Keir: Got and you’ve got sort of a virtual property there. It’s not. It’s trying to protect ideas or the way that an idea can be expressed. You have different areas of IP like patents which cover. Machines that embody ideas. We have copyright which is for things like novels and song lyrics and stuff like that. And those protecting those are different problems. So when it comes to intellectual property like the written word or music or something like that you can use the blockchain trying to record who came up with it first. Then you have a record that says This person wrote this song. And you don’t end up with a problem which we’re actually facing in the blockchain world where somebody says I wrote this paper.
Craig Wright just did that with Satoshi Nakamoto paper registered that it’s his and he’s you know he registered with the Copyright Office.
If Nakamoto had stopped that on the blockchain because he couldn’t exist at the point that he published this if there was a copyright law then he would have a better indicator that this person really did produce that paper, not this other person.
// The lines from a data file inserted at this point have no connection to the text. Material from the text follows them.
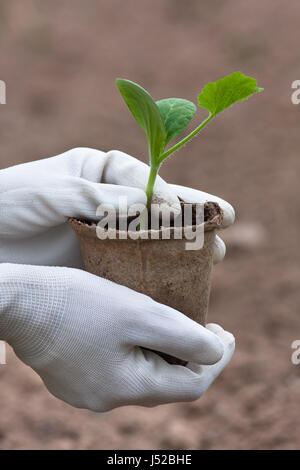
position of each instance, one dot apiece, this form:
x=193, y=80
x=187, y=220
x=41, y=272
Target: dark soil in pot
x=160, y=268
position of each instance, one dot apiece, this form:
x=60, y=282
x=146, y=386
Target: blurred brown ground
x=60, y=59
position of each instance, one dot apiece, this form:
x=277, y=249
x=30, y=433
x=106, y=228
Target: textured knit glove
x=37, y=198
x=84, y=336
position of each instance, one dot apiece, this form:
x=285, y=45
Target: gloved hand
x=83, y=335
x=37, y=198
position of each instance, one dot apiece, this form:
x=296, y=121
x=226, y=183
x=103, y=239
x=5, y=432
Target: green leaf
x=176, y=114
x=219, y=95
x=147, y=115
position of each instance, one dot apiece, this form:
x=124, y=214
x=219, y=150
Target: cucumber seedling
x=166, y=119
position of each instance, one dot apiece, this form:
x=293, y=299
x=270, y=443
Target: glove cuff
x=32, y=304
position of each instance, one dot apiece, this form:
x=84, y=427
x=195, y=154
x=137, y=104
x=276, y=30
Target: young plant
x=164, y=120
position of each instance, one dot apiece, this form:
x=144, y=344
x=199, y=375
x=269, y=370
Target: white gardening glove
x=83, y=335
x=37, y=198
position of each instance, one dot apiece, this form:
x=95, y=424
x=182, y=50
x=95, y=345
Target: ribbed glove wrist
x=30, y=310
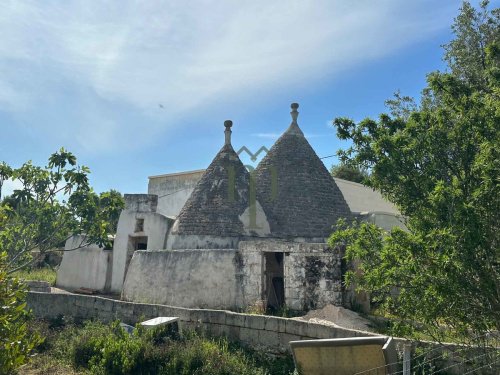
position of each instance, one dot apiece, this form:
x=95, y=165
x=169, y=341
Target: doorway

You could say well if you did produce this paper signed this transaction with your private key to do to prove it. When it comes to patents they are interesting because I think patents are the closest that the law comes to computer programming.
If you look at the language of patents they read very much like terms are very well defined very clearly defined. But it’s still open to human interpretation. So there again it’s just a matter of recording who wrote down what then ultimately courts to decide what the actual meaning of what was written down is whether a particular that you could find and again for.
Recording the fact that a patent it’s been filed or awarded blockchain may be useful for that. But I can’t see smart contracts removing the need for courts to determine whether patents are being infringed.
Ganesh: Which means it won’t be a significant impact even if we use blockchain in that space.
[00:16:32] Keir: Only in terms of having an immutable ledger so that people can come back and change history. And that’s actually not a small thing. Right. And we know a lot of legal arguments are. He said she said kind of discussions and then you need to convince a jury or a judge that you are the party who is telling the truth. So it can add a certain amount of you can add something extra to that. But it’s I don’t see it as being you know it’s not going to revolutionize this area. That would be my guess anyway.